Along with the 32 deaths, Cobery estimates that 50 houses were destroyed (or filled with mud or other debris and thus rendered uninhabitable) and another 50 houses were washed away completely. Scenes in the book describe cars, houses and even boulders weighing upwards of 60 tons being hurled by flood waters through the town with the ease of leaves in a stream, eventually washing up in the middle of streets or even someone’s front yard.

Cobery writes that, for all the destruction, it was only for about a 20-minute period of time that the numerous canyons above La Crescenta emptied their debris upon the town.

“During that short lapse of time,” Cobery writes, “700,000 cubic yards of soil vacated 7.5 square miles of burned-off mountainside. That is enough sediment to fill 77,777 10-wheel dump trucks.”

Since that day, flood measures and flood control efforts have expectedly been intensified, leading to the rebuilding of local debris basins (several debris-related incidents from 1978 also helped prompt these efforts.)

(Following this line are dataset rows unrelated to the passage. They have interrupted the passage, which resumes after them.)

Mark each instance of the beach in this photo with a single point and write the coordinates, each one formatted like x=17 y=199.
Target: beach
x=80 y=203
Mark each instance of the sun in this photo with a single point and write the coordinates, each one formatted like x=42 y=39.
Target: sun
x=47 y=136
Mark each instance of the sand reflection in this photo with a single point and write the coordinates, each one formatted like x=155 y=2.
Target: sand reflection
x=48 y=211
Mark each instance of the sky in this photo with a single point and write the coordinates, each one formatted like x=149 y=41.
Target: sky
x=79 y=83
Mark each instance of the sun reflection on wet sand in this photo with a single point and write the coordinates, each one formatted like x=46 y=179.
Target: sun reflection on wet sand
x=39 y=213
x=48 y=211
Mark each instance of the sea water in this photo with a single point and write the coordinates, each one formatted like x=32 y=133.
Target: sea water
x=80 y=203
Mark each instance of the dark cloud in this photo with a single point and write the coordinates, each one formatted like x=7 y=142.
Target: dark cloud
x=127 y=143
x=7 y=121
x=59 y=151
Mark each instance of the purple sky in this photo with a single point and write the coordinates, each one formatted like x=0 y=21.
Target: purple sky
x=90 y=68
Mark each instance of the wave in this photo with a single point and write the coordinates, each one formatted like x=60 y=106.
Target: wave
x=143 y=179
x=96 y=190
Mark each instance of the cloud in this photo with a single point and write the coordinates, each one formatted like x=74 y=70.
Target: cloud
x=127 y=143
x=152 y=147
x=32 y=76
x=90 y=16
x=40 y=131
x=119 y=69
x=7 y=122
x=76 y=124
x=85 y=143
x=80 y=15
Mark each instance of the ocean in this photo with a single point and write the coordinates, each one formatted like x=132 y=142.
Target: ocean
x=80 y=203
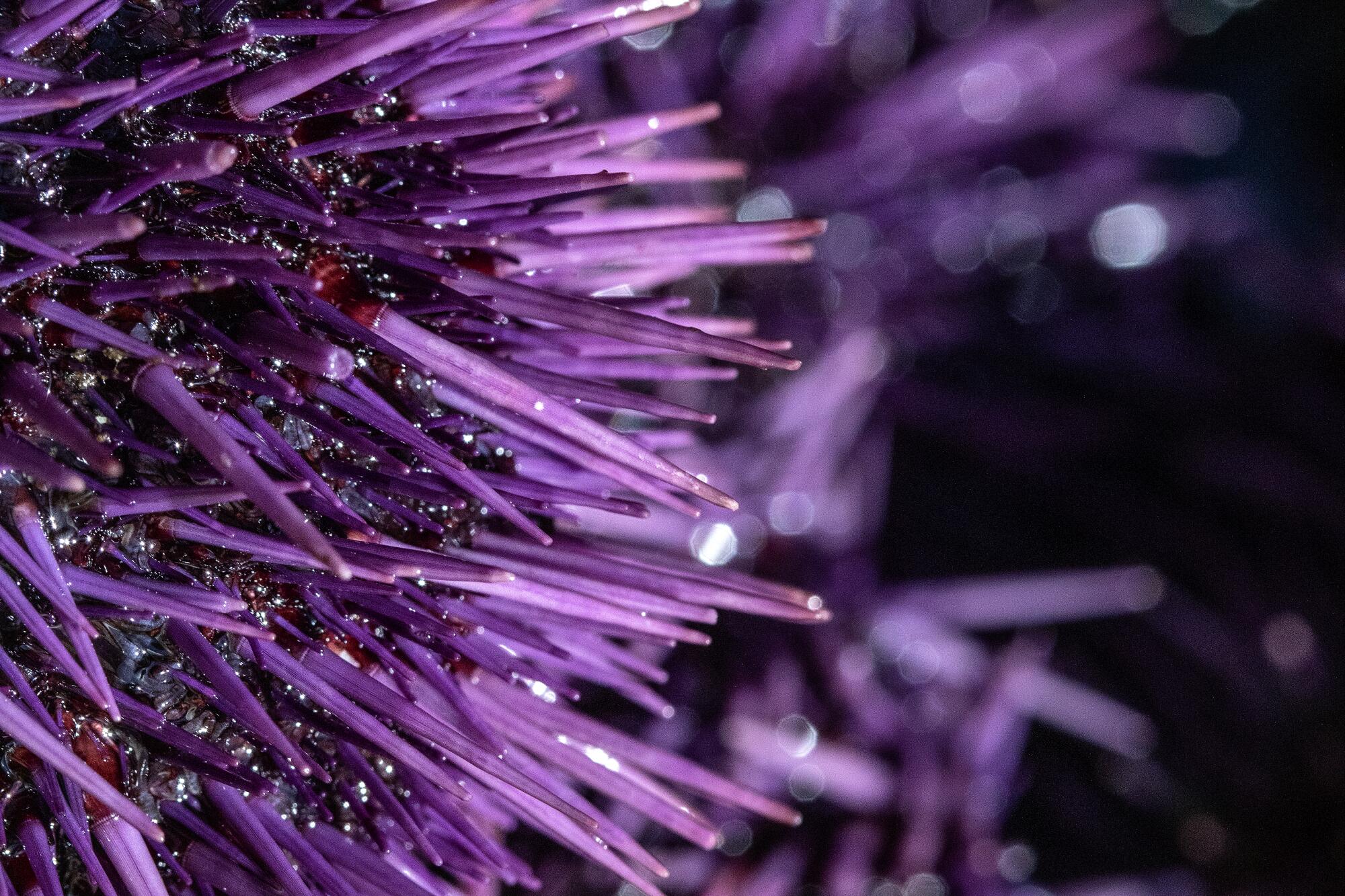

“I think the County Flood Control does a wonderful job,” said Cobery. “But even the best geologists can’t guarantee any community absolute safety.”

However, even with improvements, flood concerns are never dormant and neither is the public’s scrutiny of preventive measures.

Cobery documents the voters’ unwillingness in 1926 to approve a bond measure, which would have strengthened the San Gabriel Dam, possibly preventing the flood of 1934. Unfortunately, the funds for the San Gabriel Dam itself came from a similar voter-approved measure, which did not meet favorably with public opinion due to its size and suspect safety, among other things.

Today, similar county and flood control projects have been debated by nearby residents, who are concerned with the negative impacts of removing sediment. Most recently, the county is looking to haul sediment from the Devil’s Gate Dam at Hahamongna, utilizing dump trucks to transport it from the dam to designated disposal sites. The public has protested the project, primarily the use of trucks, which it contends will be harmful to public health and the environment. Others question the necessity of the project, whether or not the flood risk is truly great enough to require such an endeavor, which authorities estimate could take somewhere between three and five years, starting in 2015.

“No one likes the prospect of trucks,” said Cobery, who remembered trucks removing sediment from debris storage sites at Eagle Canyon, near his home. “I didn’t like it either.”

But in Cobery’s estimation, the debris basins, which he said La Crescenta residents have “relied on,” have done quite well.

A memorial to the flood victims can be seen at the corner of Rosemont and Fairway, a plaque mounted on stones. Cobery said that, despite the magnitude and intensity of the flood, many local residents have never heard of the 1934 New Year’s Day Flood. Though it is important to remember the potential for another flood in the area, along with the heroics, sacrifices and tragedies that befell many that night, it is perhaps not so unfortunate that the 1934 flood is so distant to so many, multiple generations who have not had to know the horror of disaster and devastation.